Kansas City: Basketball mecca?

Traditionally, the Big 12 is not a basketball conference. And, for all intents and purposes, the majority of schools in the current Big 12 -- Nebraska, Colorado, Texas, Texas A&M, Texas Tech, Baylor, Oklahoma and Oklahoma State -- have always been more a bit like the casual college sports fan in general: Cool with basketball, but much, much more interested in the pigskin.

The Kansas City Star, metropolitan hub of both Kansas, Kansas State and Missouri (and, in many ways, the Big 12 at large) argues that attitude might be changing. From Sam Mellinger's commentary:

Put it all together and Kansas City turns into a microcosm of a bigger conference trend in which basketball is about to become more interesting and important, starting this week and continuing next year when a Big 12 without dead weight from Colorado and Nebraska gets even better in hoops.

[...] This is the changing tide around here, both locally and throughout the region, pushing football back and basketball forward. There’s a group forming — full disclosure, I sat in on one of the meetings — trying to brand Kansas City as the college basketball capital of America, and we’ll earn that title into the future.

Last summer’s conference shuffling drove home the point of how little college basketball means in the big picture compared with football, so it’s a bit unfortunate, but, well, at this point we might as well go with it.

Maybe the rest of the country doesn’t pay much attention to college basketball until the NFL playoffs are over, but dammit, we do.

Having never spent much time in Kansas City's downtown before Big 12 media day this year (my grandfather lives in Kansas, but childhood trips through Kansas City were always of the "stay on the highway and avoid traffic because we've already been in the car for 10 hours" variety) I came away thinking one thing: Man, this would be a great city for the Final Four.

Kansas City's downtown is filled with hotels within walking distance of the city's booming entertainment districts -- especially the Power and Light District, a brand-new collection of bars, restaurants, clubs and all-around good atmosphere. Power and Light is right next to the Sprint Center, KC's brand-new arena, a beautiful building begging for an NBA team.

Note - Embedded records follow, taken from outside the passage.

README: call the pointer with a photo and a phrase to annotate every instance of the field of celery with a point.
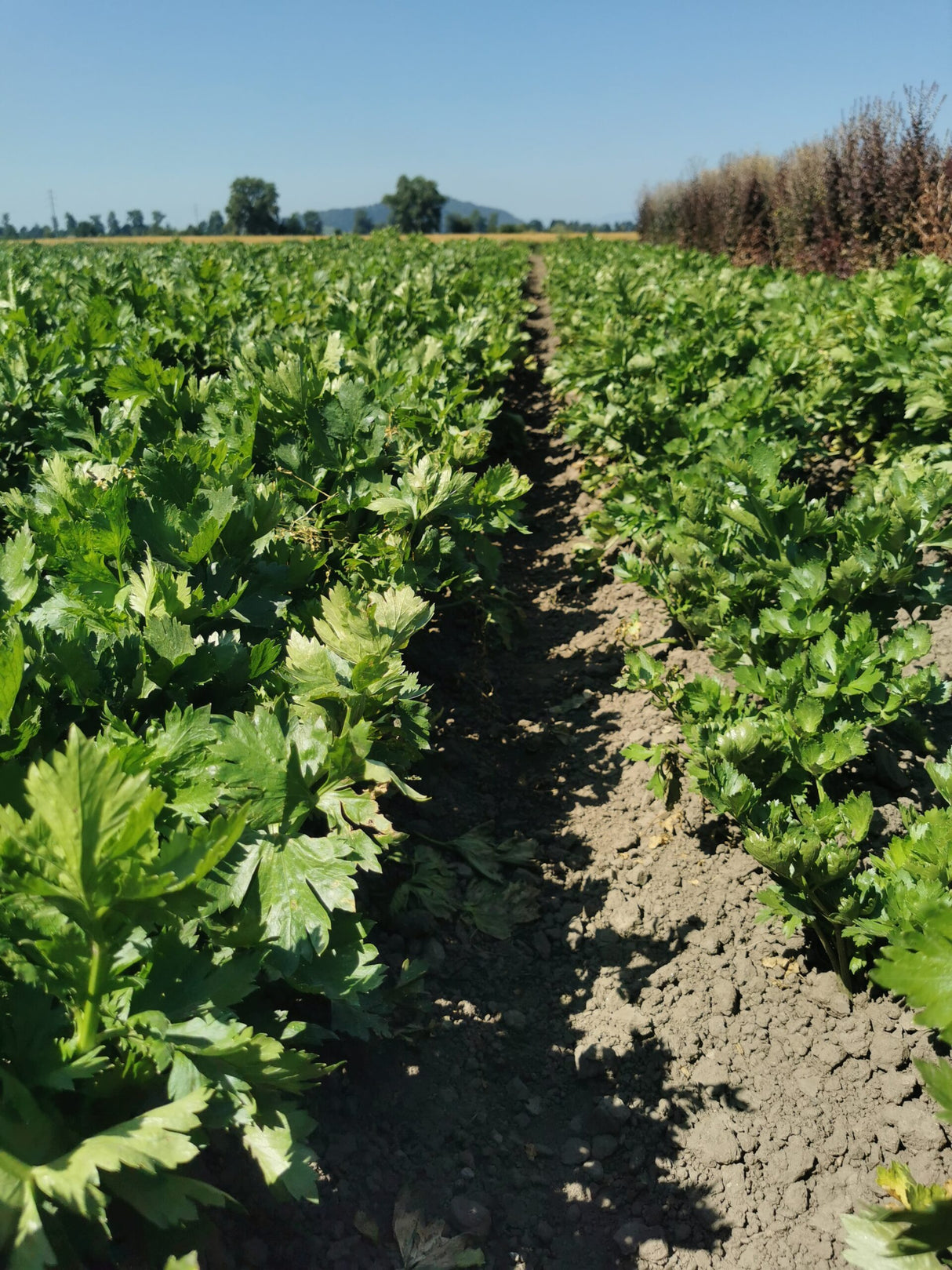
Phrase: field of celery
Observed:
(238, 480)
(235, 482)
(772, 460)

The only problem with the Final Four idea? The Sprint Center isn't nearly big enough. At this point, holding a Final Four in anything less than a 70,000-seat indoor stadium (like Lucas Oil in 2009-10, or Reliant Stadium this season) is not really an option. Unless Kansas City can manage to put a roof on Arrowhead, the Final Four is probably not headed to the western plains anytime soon. (It is fun to imagine Arrowhead with a roof, though.) And without a Final Four on the docket, it's hard to call yourself the college basketball capital of the country. Sorry, mysterious public relations committee. No dice.

But the rest of the story is true: The Big 12 is, at least in the short term, about to become a much better top-to-bottom basketball conference than it is a football one. Most Big 12 fans will always hold football first, but there's no reason the conference, and Kansas City by extension, can't feel the hoops love. KC's a great town, and it's surrounded by great hoops. What more do you need?